Speaking to Stabroek News yesterday afternoon, party member Ramesh Tacoordeen said he believed many students were not voting because on numerous occasions student bodies have made promises which they failed to follow through on.
The continuous practice of making and breaking promises, Tacoordeen said, has caused many students to lose confidence in the entire idea of elections and a student body. He also blamed recent incidents, including the misuse of the student society’s funds by past UGSS President Ganesh Mahipaul for students’ attitudes toward the elections.
Earlier this year, Mahipaul was made to demit office after an audit of the UGSS’s finances revealed that he had misappropriated close to $1,000,000 of its funds. He subsequently repaid $1,095,000.
But even more than this, it was clear that many students may have not voted because they did not know where the polling stations were, and also because many of them were oblivious to the fact that elections were taking place.
As this reporter walked down the catwalks of the various faculties it quickly became evident that many students did not know where they were required to go to vote, while others only became aware of the elections after they were asked if they had voted. At least two of the parties, SMART and Revolutionaries, blamed this on the lack of public awareness work done by UG Welfare Officer Daniella King.
As the Welfare Officer, King, according to the parties, is tasked with the administration of the elections, including ensuring that sufficient public awareness exercises are carried out.
Representatives of SMART yesterday said that while they believed voting this year was better than numbers seen last year, they remain convinced that King could have done more to promote the elections.
Efforts to contact King concerning her alleged inefficiencies were unsuccessful as she was taxed with her election-related administration duties.
Presidential candidate of the Student Empowerment Alliance (SEA) Richard Rambarran though, was of the opinion that King was committed to her responsibility and exercised that commitment in the dispatch of her responsibilities.
He said though, that the administration of the elections process is a very large task and opined that greater resources ought to be committed by the university to assist King in her responsibilities.

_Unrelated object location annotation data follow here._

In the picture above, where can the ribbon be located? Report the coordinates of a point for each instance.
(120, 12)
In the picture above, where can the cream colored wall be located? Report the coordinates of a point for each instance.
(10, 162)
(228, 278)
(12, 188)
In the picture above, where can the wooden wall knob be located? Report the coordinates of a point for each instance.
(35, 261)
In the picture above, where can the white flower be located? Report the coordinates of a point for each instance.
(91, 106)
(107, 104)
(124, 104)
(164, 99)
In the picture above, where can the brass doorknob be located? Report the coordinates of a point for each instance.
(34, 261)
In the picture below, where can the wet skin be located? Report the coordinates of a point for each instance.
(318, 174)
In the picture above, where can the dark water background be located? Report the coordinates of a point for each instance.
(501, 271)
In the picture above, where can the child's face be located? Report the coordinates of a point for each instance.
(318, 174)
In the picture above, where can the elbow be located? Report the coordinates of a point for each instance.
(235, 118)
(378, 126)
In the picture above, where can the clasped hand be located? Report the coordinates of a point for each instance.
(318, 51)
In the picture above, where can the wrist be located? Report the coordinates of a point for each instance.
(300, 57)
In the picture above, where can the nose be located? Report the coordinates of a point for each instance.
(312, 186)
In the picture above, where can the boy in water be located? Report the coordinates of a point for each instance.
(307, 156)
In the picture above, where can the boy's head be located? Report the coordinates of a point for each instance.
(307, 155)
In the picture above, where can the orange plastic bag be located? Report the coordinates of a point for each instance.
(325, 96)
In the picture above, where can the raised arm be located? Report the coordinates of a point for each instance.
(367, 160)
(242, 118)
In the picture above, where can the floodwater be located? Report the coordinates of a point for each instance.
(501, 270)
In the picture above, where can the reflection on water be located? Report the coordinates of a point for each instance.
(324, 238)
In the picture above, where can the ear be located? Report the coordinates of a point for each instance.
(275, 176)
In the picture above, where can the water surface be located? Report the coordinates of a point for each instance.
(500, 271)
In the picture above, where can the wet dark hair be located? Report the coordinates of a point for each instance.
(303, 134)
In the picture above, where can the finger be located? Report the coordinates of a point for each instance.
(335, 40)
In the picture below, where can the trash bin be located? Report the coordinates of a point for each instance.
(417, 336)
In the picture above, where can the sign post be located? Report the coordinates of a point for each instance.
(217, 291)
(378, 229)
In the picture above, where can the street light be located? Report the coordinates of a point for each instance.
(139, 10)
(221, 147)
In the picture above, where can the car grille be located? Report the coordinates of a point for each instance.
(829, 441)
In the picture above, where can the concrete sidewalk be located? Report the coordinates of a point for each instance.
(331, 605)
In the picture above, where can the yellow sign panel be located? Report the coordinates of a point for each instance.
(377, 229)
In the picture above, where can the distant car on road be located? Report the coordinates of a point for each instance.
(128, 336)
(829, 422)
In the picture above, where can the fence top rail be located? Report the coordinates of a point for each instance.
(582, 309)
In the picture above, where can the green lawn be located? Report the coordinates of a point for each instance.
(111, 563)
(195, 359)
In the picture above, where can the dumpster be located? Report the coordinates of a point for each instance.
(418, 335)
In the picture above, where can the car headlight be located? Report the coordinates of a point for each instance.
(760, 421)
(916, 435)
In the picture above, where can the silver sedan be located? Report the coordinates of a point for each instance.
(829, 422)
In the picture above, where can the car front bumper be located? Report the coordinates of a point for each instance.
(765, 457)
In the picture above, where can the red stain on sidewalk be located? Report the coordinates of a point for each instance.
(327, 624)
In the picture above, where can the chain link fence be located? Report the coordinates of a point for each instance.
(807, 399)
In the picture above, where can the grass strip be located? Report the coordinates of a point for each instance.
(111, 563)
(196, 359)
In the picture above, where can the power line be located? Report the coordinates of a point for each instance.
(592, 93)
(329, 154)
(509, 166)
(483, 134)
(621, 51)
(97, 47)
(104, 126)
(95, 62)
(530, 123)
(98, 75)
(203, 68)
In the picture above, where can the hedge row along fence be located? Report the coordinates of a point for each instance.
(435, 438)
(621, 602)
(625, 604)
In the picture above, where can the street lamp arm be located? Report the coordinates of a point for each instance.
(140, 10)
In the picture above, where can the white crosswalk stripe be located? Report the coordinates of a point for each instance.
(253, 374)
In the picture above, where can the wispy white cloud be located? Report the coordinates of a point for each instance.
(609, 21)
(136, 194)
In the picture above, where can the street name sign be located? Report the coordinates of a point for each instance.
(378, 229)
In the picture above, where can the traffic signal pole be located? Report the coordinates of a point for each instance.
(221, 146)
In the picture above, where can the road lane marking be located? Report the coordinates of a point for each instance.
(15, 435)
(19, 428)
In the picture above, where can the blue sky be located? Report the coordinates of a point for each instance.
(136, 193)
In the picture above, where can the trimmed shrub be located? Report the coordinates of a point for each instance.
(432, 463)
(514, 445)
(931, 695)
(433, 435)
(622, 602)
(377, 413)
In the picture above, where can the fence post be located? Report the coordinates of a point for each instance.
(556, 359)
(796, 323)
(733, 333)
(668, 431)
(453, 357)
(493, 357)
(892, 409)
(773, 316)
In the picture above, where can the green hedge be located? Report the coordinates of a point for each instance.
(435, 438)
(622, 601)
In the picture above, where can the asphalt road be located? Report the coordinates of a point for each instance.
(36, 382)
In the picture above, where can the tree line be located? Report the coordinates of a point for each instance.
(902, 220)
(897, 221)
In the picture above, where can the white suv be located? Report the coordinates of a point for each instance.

Meanwhile, Sara Bharrat, Public Relations person for the Revolutionaries was in agreement that King did a poor job as the election’s administrator. King, she said, bears the responsibility of educating the student population about the voting process as well as all of the activities associated with the elections.
Yet, the presentation of manifestos by the various parties, initially slated for last Friday, had to be postponed because many party supporters did not know about the event. Instead, the presentation was held on Tuesday evening and Stabroek News is informed that only about 150 students attended.
This was blamed by at least two of the parties contesting the elections on the poor public relations works done by the Welfare Officer. The alleged lack of public awareness work done by King had to be supplemented by work done by the party itself.
Representatives of SMART in particular, said that even as the elections rolled on they moved about the campus helping students to find polling stations.
Bharrat explained that for various other reasons, the Revolutionaries lack confidence in King carrying out the administrative aspect of the elections. This is because several complaints made to her office have gone unaddressed.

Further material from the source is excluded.